Ciche przetargi na PPK
15–30 zł – takiej prowizji za pracownika, potencjalnego uczestnika pracowniczych planów kapitałowych, żądają pośrednicy od instytucji, które chcą zarządzać pieniędzmi w tym systemie.
Pierwsze PPK ruszą w połowie roku w największych firmach. Te przystąpiły już do wyboru instytucji finansowych, które będą zarządzać pieniędzmi odkładanymi w systemie przez pracowników. Okazuje się, że część przedsiębiorstw, wybierając takiego zarządcę, korzysta z pośredników, najczęściej brokerów ubezpieczeniowych.
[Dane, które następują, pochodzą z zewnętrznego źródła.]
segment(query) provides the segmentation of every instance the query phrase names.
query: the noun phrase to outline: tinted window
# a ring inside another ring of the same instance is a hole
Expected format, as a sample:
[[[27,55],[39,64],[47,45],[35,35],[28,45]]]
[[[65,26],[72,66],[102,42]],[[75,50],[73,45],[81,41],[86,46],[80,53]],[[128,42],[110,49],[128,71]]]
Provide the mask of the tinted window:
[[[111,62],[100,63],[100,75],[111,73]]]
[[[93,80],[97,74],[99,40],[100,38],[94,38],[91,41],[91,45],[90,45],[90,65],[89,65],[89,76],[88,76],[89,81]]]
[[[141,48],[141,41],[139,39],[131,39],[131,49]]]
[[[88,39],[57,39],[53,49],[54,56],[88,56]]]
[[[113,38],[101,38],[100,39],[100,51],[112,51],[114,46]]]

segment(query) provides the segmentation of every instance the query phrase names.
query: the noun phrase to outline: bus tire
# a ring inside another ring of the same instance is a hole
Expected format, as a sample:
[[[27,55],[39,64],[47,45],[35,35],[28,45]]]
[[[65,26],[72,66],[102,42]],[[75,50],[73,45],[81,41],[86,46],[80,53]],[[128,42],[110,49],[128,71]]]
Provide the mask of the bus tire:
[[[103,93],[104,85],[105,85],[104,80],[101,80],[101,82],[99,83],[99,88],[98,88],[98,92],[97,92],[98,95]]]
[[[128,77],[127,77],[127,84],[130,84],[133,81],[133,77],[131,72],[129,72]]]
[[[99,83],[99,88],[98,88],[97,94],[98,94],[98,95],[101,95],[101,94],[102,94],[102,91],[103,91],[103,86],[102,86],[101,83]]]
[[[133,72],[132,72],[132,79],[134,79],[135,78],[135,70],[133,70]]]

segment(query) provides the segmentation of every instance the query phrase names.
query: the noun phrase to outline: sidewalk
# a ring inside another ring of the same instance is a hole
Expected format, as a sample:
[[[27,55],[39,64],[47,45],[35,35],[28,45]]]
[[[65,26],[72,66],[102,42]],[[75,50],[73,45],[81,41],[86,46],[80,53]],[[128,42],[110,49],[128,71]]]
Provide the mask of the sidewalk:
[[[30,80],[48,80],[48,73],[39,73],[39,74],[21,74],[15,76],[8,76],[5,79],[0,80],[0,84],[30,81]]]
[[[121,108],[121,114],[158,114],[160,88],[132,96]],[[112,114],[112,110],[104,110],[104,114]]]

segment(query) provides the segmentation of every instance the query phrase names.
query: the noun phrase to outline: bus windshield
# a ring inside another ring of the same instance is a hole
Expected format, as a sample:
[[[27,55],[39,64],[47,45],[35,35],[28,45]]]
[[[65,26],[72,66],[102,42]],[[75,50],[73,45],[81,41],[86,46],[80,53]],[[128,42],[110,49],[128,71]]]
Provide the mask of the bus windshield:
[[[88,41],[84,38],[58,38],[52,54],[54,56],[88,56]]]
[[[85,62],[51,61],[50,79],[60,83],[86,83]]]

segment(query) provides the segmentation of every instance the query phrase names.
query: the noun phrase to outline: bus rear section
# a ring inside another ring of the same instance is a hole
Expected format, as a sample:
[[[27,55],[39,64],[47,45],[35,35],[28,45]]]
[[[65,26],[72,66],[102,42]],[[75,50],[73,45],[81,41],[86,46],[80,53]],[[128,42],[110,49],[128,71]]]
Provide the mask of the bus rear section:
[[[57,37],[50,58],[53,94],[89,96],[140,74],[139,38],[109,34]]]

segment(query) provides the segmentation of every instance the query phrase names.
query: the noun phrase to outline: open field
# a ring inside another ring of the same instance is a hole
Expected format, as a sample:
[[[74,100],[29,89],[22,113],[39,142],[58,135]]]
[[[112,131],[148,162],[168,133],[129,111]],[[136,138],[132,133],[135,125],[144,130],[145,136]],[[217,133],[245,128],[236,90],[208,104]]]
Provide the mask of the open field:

– Zdarzają się przypadki, że taki broker urządza nieformalny przetarg, albo lepiej casting, wśród instytucji, które ubiegają się o zarządzanie pieniędzmi w PPK. Żąda przy tym prowizji za każdego pracownika, potencjalnego uczestnika systemu – mówi anonimowo nasz informator. Wynosi ona nawet 15–30 zł za członka systemu. W przypadku firm, które zatrudniają kilkadziesiąt tysięcy osób, daje to kwotę kilkuset tysięcy złotych. Według naszego informatora pieniędzmi broker dzieli się z osobami, które zleciły mu poszukiwanie zarządzającego.
– Znam takie przypadki i znam te stawki – potwierdza Marcin Wojewódka z Instytutu Emerytalnego.